La Turquie presse ses alliés d'intervenir sur le sol syrien

La demande turque relance le spectre d'une confrontation directe Ankara et Moscou.

L'Observatoire syrien pour les droits de l'Homme (OSDH) a fait état lundi de bombardements "probablement russes" dans le nord du pays qui ont fait, selon l'Onu, près de 50 morts civils dont des enfants. Au moins cinq établissements médicaux et deux écoles ont été visés dans les provinces d'Alep et d'Idleb, selon un porte-parole de l'Onu. REUTERS/Ammar Abdullah

La Turquie a plaidé mardi pour une intervention militaire terrestre en Syrie avec ses alliés, rendant encore un peu plus improbable une trêve, censée entrer en vigueur cette semaine.
Pour sa part, l'émissaire de l'Onu pour la Syrie Staffan de Mistura a obtenu mardi du gouvernement syrien l'autorisation d'envoyer dans les prochains jours des convois humanitaires dans sept villes assiégées où les populations vivent dans des conditions dramatiques.

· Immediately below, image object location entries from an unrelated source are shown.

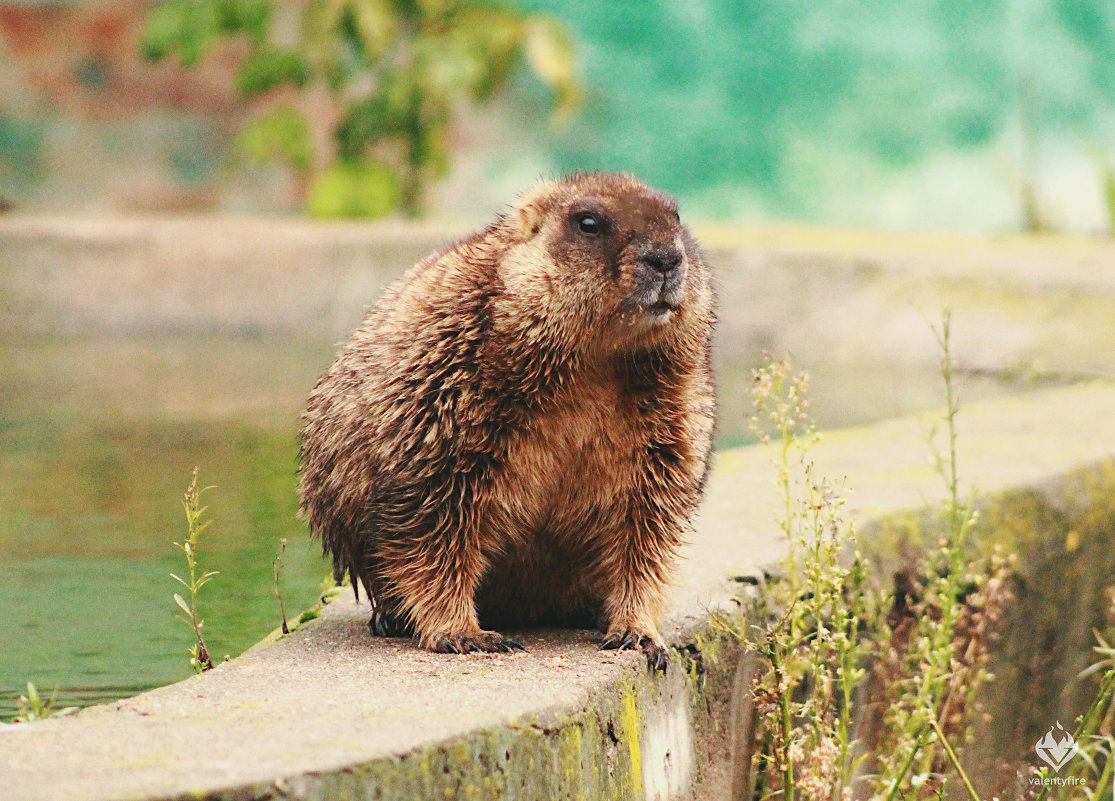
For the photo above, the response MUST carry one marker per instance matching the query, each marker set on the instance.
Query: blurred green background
(933, 116)
(943, 115)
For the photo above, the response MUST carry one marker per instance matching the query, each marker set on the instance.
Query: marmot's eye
(588, 224)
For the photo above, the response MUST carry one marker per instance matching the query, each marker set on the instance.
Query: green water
(97, 441)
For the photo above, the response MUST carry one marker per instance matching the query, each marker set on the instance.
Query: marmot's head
(607, 252)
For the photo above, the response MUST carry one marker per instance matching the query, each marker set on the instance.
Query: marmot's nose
(663, 260)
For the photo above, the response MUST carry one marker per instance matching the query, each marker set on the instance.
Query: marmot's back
(522, 424)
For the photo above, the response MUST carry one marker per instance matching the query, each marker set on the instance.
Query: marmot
(520, 430)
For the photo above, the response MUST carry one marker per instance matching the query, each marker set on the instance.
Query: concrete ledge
(330, 713)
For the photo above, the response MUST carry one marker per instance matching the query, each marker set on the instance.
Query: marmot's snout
(660, 274)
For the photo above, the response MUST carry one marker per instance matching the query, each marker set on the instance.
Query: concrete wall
(331, 713)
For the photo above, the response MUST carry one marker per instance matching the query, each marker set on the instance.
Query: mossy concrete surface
(329, 712)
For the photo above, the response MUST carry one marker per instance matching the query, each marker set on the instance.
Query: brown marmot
(520, 430)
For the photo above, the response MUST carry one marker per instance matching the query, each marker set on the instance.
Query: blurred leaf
(376, 23)
(186, 27)
(367, 122)
(280, 134)
(551, 56)
(267, 68)
(361, 189)
(182, 604)
(250, 17)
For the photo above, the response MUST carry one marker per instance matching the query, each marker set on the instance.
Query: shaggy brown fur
(521, 428)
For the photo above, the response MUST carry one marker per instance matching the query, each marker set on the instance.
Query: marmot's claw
(658, 657)
(623, 639)
(481, 642)
(389, 624)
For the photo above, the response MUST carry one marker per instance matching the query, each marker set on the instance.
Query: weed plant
(199, 653)
(32, 706)
(275, 571)
(861, 693)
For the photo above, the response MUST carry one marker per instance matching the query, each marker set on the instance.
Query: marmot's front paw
(487, 642)
(658, 657)
(389, 624)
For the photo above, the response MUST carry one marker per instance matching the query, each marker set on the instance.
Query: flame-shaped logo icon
(1056, 748)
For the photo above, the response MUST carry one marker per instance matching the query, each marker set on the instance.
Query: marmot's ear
(526, 221)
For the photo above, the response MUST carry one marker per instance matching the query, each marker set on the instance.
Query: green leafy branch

Mardi soir, au moins quinze civils ont par ailleurs été tués dans des frappes de la coalition internationale conduite par les Etats-Unis contre une ville du nord-est de la Syrie contrôlée par le groupe jihadiste Etat islamique (EI), selon l'Observatoire syrien des droits de l'Homme (OSDH).
La France, la Grande-Bretagne mais aussi, entre autres, les Pays-Bas et la Turquie font partie de cette coalition réunie pour lutter contre l'EI au moyen de bombardements aériens.

"Nous voulons une opération terrestre avec nos alliés internationaux", a déclaré mardi à la presse un responsable turc qui s'exprimait sous couvert de l'anonymat, précisant toutefois: il "n'y aura pas d'opération militaire unilatérale de la Turquie". Une telle intervention doit viser "tous les groupes terroristes en Syrie", a-t-il ajouté, citant l'EI mais aussi les forces du régime de Damas et les milices kurdes des Unités de protection du peuple (YPG).
Samedi, la Turquie avait déclaré qu'elle pourrait, avec l'Arabie saoudite, un autre membre de la coalition, mener une intervention terrestre contre l'EI en Syrie.

L'Iran, allié de poids de Damas, a averti mardi que le déploiement de troupes saoudiennes violerait "le droit international". Le chef du Hezbollah Hassan Nasrallah a, lui, accusé la Turquie et l'Arabie saoudite d'entraîner la région dans une guerre et promis la "victoire" de ses troupes qui combattent aux côtés du régime du président syrien Bachar el-Assad.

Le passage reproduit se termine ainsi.